Und das beste ist: Die Programme werden von den Mitgliedern verabschiedet und nicht einfach nur von der Parteispitze abgenickt.   

Teil 1: NRW-Wahlprogramm: Wahlprogramm Landtagswahl NRW 2010 ? Piratenwiki (Darf man sowas hier posten?)  

 Grüße Nuklon


----------



## ruyven_macaran (4. Februar 2010)

Wenns zum Thema passt und keine reine Werbung ist: Darf man.

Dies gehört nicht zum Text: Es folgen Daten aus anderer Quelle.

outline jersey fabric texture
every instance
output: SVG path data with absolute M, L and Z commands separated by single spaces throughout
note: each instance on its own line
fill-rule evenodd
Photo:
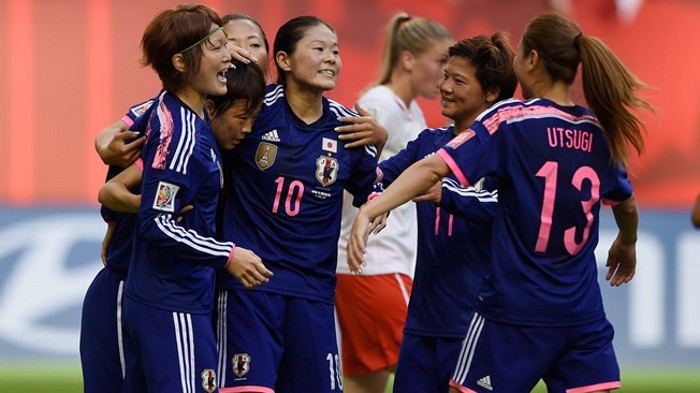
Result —
M 343 189 L 364 203 L 378 181 L 373 146 L 346 149 L 334 131 L 357 116 L 323 100 L 312 124 L 300 120 L 283 86 L 271 85 L 253 131 L 233 150 L 222 238 L 253 250 L 274 272 L 252 290 L 333 303 Z M 243 286 L 220 274 L 220 288 Z
M 390 88 L 375 86 L 357 102 L 375 117 L 389 133 L 379 161 L 395 155 L 409 141 L 427 128 L 423 112 L 415 101 L 406 104 Z M 349 200 L 343 203 L 343 218 L 338 240 L 338 273 L 350 274 L 347 244 L 357 207 Z M 413 277 L 416 259 L 416 207 L 407 203 L 391 211 L 391 224 L 367 240 L 366 266 L 362 275 L 401 273 Z
M 498 178 L 493 265 L 479 314 L 549 327 L 604 318 L 594 256 L 600 204 L 624 201 L 632 188 L 590 110 L 502 101 L 438 154 L 462 184 Z
M 382 161 L 387 187 L 413 163 L 434 154 L 454 137 L 454 128 L 427 129 L 394 157 Z M 464 337 L 490 259 L 491 220 L 498 191 L 494 178 L 461 187 L 442 182 L 442 201 L 419 202 L 418 258 L 405 333 Z M 460 212 L 455 216 L 451 212 Z M 393 214 L 393 213 L 392 213 Z M 468 218 L 468 219 L 466 219 Z M 387 225 L 391 226 L 390 215 Z
M 219 392 L 342 392 L 333 305 L 222 290 L 217 312 Z
M 213 268 L 224 267 L 234 248 L 213 239 L 223 183 L 219 151 L 209 123 L 175 95 L 164 92 L 154 105 L 125 294 L 151 307 L 208 314 Z M 194 209 L 176 222 L 187 205 Z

Bezüglich des Inhaltes: Themen mögen sie jetzt haben, zu einem Programm zählt imho aber nicht nur ein "wir wollen" und "wir sind für" - sondern auch ein "wir können". Und abgesehen von einem winzigen Satz bei der Bildungspolitik, der letztlich darauf hinausläuft alles auf den Bund abzuschieben, seh ich an keiner einzigen Stelle einen Vorschlag zur Finanzierung und Umsetzung. So ganz ohne ist die Sache aber arg wertlos. Auf die Idee, dass man z.B. mit einer Verdoppelung der Lehrkräfte ein bessere Bildung erzielen könnte, würde vermutlich selbst die FDP kommen. Was fehlt ist jemand, der ein Konzept zur Realisierung hat.

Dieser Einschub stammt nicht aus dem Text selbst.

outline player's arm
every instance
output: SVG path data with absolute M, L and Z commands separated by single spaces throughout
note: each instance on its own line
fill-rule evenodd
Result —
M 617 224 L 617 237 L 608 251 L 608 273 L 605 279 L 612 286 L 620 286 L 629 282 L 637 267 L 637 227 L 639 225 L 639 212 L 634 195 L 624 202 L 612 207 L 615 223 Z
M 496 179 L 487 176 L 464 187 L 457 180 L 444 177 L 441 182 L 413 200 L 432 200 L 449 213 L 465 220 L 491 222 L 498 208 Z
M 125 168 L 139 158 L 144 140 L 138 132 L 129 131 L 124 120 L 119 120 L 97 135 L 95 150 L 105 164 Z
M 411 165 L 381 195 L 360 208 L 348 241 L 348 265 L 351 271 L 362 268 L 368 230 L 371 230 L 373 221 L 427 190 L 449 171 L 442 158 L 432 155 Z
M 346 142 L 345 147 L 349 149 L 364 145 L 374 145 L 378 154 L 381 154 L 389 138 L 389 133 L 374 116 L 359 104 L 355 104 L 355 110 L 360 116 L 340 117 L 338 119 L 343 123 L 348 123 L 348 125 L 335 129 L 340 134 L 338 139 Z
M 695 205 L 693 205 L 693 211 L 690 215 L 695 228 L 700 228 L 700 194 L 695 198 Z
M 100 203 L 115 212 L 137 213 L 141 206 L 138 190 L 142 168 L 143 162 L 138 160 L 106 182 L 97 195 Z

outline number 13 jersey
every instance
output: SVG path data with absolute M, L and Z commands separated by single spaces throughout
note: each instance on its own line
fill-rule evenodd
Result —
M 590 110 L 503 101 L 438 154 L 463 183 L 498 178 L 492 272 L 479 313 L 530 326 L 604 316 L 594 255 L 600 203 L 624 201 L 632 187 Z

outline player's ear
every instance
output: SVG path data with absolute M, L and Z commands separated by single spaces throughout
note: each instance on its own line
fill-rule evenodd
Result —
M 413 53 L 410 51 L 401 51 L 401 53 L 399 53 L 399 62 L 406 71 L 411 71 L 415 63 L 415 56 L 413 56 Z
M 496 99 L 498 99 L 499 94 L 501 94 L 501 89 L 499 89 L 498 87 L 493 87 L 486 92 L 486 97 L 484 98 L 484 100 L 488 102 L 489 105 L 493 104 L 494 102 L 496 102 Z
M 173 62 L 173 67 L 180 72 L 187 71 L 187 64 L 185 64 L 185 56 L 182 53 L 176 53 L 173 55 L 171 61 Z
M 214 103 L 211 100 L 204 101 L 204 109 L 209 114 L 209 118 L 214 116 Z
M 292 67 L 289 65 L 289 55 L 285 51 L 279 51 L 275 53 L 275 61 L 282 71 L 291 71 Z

Randnotiz, wo wir gerade bei FDP sind:
Die scheinen mitlerweile auch auf ein paar Stimmen aus der Ökobranche auszusein. Nachdem unser "Umwelt"ministerium angekündigt hat, die Unterstützung für Solaranlagen soweit zu kürzen, dass die deutsche Solarindustrie um ihre Existenz fürchtet, gibt es jetzt erste Stimmen aus der FDP, die zumindest die Kürzung für Großanlagen auf Ackerflächen verschieben wollen. (ist zwar der ökologisch sinnloseste Ansatz zum Einsatz der Solartechnik und hilft Hausbesitzer ausm Mittelstand kein bißchen - aber immerhin: Großindustrieller Ökostrom ist immer noch besser, als Atommüll)


----------



## Nuklon (4. Februar 2010)

ruyven_macaran schrieb:


> Wenns zum Thema passt und keine reine Werbung ist: Darf man.
> 
> Bezüglich des Inhaltes: Themen mögen sie jetzt haben, zu einem Programm zählt imho aber nicht nur ein "wir wollen" und "wir sind für" - sondern auch ein "wir können". Und abgesehen von einem winzigen Satz bei der Bildungspolitik, der letztlich darauf hinausläuft alles auf den Bund abzuschieben, seh ich an keiner einzigen Stelle einen Vorschlag zur Finanzierung und Umsetzung. So ganz ohne ist die Sache aber arg wertlos. Auf die Idee, dass man z.B. mit einer Verdoppelung der Lehrkräfte ein bessere Bildung erzielen könnte, würde vermutlich selbst die FDP kommen. Was fehlt ist jemand, der ein Konzept zur Realisierung hat.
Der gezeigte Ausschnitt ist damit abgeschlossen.